Our actions have an impact on wider society. It is up to every one of us – governments, communities and individuals – to promote the common good. When we make decisions, we should choose to consider the good of all.
No one should miss out on the opportunity to grow and fulfil their potential. Each and every person deserves to have what they need to survive and flourish.
Pope Francis wrote, in Evangelii Gaudium, #235, 2013: "The whole is greater than the part, but it is also greater than the sum of its parts… We constantly have to broaden our horizons and see the greater good which will benefit us all. But this has to be done without evasion or uprooting... We can work on a small scale, in our own neighbourhood, but with a larger perspective."
Dignity of Work
We promote the dignity of work in our school – because all life is sacred. Work is an essential part of our human dignity so everybody should be able to participate. People should always come before profit. Catholic Social Teaching holds that work is dignified and an intrinsic good, and workers must always be respected and valued. The economy has to serve people not the other way around.

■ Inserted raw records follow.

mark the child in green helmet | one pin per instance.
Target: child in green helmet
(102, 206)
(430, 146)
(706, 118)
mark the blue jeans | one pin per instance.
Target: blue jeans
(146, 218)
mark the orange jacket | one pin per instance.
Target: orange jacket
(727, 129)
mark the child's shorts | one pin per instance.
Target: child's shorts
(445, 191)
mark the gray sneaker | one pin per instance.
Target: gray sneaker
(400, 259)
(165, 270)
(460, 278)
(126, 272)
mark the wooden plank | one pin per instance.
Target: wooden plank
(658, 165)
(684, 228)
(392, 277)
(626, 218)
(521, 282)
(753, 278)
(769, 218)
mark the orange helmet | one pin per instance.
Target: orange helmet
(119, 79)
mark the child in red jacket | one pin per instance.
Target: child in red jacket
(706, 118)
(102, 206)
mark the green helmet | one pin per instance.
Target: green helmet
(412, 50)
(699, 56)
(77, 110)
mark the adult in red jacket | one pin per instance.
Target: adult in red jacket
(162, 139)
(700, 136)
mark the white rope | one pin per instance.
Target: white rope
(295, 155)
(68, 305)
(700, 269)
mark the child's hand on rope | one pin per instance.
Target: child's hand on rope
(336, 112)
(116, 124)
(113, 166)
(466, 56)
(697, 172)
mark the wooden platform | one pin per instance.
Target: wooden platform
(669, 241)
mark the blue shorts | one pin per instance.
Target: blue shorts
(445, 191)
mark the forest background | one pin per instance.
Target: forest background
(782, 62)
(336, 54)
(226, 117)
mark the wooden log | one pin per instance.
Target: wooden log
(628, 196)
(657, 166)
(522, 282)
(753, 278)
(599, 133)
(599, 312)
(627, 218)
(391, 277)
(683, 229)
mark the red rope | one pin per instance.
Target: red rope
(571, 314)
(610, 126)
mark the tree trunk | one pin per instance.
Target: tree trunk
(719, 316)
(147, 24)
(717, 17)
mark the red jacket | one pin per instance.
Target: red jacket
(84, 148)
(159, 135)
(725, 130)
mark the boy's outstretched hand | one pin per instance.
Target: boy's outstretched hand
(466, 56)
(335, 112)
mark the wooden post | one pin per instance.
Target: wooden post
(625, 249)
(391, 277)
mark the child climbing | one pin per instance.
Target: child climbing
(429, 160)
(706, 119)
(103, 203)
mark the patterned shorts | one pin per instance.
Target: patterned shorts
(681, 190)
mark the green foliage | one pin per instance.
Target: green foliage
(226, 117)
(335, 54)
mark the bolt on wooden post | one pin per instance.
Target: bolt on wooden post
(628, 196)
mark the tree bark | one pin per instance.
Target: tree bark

Work is more than a way to earn a living it is a participation in God’s creation and therefore the dignity and the rights of those who work must always be protected. Supporting the rights of workers to safe and dignified working conditions, to a work-life balance that ensures the promotion of the human person, the right to be represented by a union or similar organisation and the right to a just wage have always been a part of Catholic Social Teaching.
As we become more aware of our global responsibilities, there is need to consider whether the goods and services we buy exploit other workers in different parts of the world or prevent an equitable distribution of wealth.